The legacy of this gender inequality is evident even today. When women enter political spaces, including on social media, they may encounter hostility and attacks because they are women, Pető said.

“Women are expected to be in the private sphere and those questioning this divide, let they be witches, or Marie Curie or local politicians, or an MP, face a certain kind of disciplining action from the public sphere, run by men,” she said.

But is this online hostility driven by deep-rooted societal attitudes, by the technological systems that amplify them, or both?

Technological and economic issues

“Technology often works as a mirror,” said Sandra Wachter, professor of technology and regulation at the University of Oxford and at the Hasso Plattner Institute in Potsdam, Germany.

“Those who already experience oppression and discrimination in society face it on a larger scale if we implement technology in a completely unfettered way. And this is why law is important,” she told Euronews Next.

Those who already experience oppression and discrimination in society face it on a larger scale if we implement technology in a completely unfettered way. And this is why law is important
Sandra Wachter
Professor of technology and regulation at the University of Oxford and at the Hasso Plattner Institute in Potsdam, Germany.

Wachter noted that, beyond social and historical causes, online attacks against women are also driven by the economic interests of major tech companies.

She said their business models are designed to keep users online as long as possible to sell advertisements.

“What people want to see and what keeps them engaged is something that is raging, outrageous,” Wachter said.

That’s a key reason why fake news, often characterised with a sensational tone, tends to diffuse farther and faster than legitimate information.

Even so, many people are unaware of the problem, Wachter said.
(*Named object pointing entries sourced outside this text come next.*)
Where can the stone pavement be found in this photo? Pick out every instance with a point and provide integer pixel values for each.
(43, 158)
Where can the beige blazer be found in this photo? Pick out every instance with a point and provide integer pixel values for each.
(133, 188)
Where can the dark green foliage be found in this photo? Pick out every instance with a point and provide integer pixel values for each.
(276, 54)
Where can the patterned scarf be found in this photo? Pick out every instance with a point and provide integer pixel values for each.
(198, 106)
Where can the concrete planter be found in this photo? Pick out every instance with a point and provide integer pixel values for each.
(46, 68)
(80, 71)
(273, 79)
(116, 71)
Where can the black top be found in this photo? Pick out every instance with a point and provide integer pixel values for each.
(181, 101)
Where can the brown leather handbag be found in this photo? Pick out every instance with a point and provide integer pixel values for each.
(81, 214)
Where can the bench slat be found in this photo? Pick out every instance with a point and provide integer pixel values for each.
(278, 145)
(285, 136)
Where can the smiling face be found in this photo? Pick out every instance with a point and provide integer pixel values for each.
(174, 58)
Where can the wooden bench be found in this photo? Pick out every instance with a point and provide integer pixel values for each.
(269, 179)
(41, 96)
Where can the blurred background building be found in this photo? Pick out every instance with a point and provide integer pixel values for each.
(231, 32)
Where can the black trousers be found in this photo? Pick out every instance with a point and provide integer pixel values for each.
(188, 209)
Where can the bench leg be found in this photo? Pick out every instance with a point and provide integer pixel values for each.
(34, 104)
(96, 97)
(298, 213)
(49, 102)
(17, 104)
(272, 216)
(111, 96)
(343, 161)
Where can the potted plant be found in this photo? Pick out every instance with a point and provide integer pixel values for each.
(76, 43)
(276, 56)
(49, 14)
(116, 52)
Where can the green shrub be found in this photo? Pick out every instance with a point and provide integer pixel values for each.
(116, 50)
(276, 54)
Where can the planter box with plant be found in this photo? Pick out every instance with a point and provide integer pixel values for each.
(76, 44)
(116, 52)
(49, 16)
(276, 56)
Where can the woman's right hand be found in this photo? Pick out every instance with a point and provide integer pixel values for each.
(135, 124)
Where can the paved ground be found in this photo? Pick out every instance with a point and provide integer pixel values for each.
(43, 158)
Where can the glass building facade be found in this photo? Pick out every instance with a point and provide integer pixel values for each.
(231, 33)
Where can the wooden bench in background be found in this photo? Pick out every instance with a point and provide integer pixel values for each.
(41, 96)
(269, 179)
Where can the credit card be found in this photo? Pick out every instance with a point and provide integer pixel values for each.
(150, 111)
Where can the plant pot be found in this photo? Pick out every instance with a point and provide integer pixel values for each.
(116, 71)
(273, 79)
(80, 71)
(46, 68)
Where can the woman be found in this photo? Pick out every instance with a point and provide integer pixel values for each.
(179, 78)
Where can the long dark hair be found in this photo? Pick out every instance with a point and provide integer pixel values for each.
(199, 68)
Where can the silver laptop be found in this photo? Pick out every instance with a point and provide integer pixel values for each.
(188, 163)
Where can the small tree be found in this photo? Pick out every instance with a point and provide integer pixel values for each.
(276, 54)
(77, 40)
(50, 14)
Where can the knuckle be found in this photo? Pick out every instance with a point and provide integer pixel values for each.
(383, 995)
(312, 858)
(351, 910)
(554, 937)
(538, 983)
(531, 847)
Victims of online attacks are often blamed, while perpetrators – and even law enforcement – frequently fail to grasp how serious the consequences can be, partly due to the digital setting, she said.

How to fix the problem

Some platforms, such as TikTok, use AI-driven content moderation, while others, such as Meta’s Facebook and Instagram, have scaled back content reviews.
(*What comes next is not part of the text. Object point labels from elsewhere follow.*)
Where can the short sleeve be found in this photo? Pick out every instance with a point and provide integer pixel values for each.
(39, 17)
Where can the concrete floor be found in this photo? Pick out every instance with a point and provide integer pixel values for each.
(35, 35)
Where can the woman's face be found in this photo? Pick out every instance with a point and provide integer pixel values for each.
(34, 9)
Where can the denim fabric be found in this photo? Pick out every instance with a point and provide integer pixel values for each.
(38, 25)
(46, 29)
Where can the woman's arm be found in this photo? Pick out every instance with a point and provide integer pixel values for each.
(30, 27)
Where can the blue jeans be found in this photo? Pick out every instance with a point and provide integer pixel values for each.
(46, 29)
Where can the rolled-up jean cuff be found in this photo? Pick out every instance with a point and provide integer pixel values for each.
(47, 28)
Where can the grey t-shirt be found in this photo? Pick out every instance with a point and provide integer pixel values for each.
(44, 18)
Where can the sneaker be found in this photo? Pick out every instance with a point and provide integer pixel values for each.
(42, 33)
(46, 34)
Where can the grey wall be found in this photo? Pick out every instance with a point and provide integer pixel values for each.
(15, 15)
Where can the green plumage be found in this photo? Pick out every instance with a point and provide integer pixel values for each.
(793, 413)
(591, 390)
But AI cannot catch everything, warned Sara de Vuyst, a professor in contemporary visual culture at the University of Maastricht in the Netherlands.

“This [the use of AI] has some issues; they’re missing things when the comments are formulated in a more sarcastic way, nuances get lost,” de Vuyst told Euronews Next.

Both de Vuyst and Wachter agree that regulations like the European Union’s Digital Service Act (DSA) are a step in the right direction.

Entered into force in February 2024, the DSA aims to protect consumers’ rights online. It makes it easier for users to flag if an online post is problematic, and requires big social media companies to implement risk-reduction protocols.

Yet both de Vuyst and Wachter argue that under the DSA, corporate accountability of these companies remains low.

“Those are all great, fantastic steps in the right direction,” Wachter said. “But the thing that nobody has yet done is ask the question: ‘what about the business model?’”

Back in Italy, Fossati has taken matters into her own hands.

At first, she spent time engaging in discussions with her online haters, trying to understand their perspectives. However, she adopted a different approach after realising that many commenters were not open to genuine debate.

“If someone insults me, my answer is always a very ironic one,” she said.

If a comment is particularly offensive, she reminds the user that she could press charges, yet she has never done so because it would be an expensive and cumbersome process.

Despite the attacks, Fossati keeps up her motivation and chooses to focus on the bright side.

“There are often negative comments because we don’t write about how good people are,” she said. Online haters “don’t represent the whole reality”.